すべてを放棄して楽になりたいと伸ばした手が、けれどエレインに届く前に一度だけ震えて止まった。
『世界はお前ひとりのものじゃない』
それはこぼれ落ちた、たったひとしずく。何気ない一言だったはずなのに、レティシアの中に巣くう闇を涼やかな波紋を広げて追い払っていく。
「……アレス」
震える小さな唇がその名を紡いだ瞬間、高く澄み渡った指笛の音が澱んだ空気を切り裂いて響き渡った。

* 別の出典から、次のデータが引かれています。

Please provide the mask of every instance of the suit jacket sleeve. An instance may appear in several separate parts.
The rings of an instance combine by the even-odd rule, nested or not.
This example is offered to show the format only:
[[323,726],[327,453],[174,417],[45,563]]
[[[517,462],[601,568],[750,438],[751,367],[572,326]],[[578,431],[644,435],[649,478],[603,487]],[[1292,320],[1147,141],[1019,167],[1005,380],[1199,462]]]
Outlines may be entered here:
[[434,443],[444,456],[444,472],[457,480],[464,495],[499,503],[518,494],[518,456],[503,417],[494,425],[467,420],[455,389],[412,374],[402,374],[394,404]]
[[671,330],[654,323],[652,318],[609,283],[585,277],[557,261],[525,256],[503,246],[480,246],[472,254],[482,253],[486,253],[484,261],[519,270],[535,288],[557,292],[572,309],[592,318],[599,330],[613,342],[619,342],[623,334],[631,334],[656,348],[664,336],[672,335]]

上空のエレインたちを通り過ぎ、その音色ははるか高く――罅割れた青空の向こうにまで確かに届く。
「誰だっ!」
レティシアしか見ていなかったエレインの視界に、堂々と空を見上げるアレスの姿が見えた。エレインを見ているようで、アレスの視線はそのはるか先へと投げかけられている。

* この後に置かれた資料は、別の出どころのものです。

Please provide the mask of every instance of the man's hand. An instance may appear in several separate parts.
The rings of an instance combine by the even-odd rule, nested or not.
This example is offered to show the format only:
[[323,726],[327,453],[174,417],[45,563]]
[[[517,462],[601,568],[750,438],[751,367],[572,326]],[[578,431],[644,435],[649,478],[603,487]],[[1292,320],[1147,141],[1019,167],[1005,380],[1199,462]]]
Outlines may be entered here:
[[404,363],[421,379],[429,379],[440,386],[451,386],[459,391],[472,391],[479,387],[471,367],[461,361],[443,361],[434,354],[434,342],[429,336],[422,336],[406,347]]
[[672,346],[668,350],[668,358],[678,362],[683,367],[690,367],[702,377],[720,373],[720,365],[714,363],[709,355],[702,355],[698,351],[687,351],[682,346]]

眉を寄せ訝しむエレインの耳に、亀裂の走る鋭い音が届いた。と同時に、世界が揺れる。
「何事……っ、――まさか!!」
弾かれたように上空へを顔を向けたエレイン視界が紅蓮に染まる。激しく渦を巻きながら吐き落とされた炎は大地に群がる魔物の群れを瞬時に焼き尽くし、聖火によって浄化された住民たちが苦痛なのか喜びなのか分からない声を上げながら崩れ落ちていく。
「結界が……。おのれっ、ここに来て邪魔をするか!」
迫り来る猛火から身を捩り、エレインが未だ瘴気に捕らわれたままのレティシアへと手を伸ばした。その指先を掠めて吐き落とされた炎と共に、飛竜の巨体が二人の間を割って勢いよく降下した。
「やったぁ!!」
聖獣の炎によって、魔物のほとんどが浄化されていく。事態の好転に喜びを抑えきれず、歓声を上げたロッドが
「アレス。レティシアはお前に任せた!」
ロッドの言葉を最後まで聞かずとも、既に飛竜に飛び乗っていたアレスが手綱を引いて上空へと駆け上がっていく。その先ではエレインが血走った目を向けて、獲物を横取りしようとするアレスを鋭く睨み付けていた。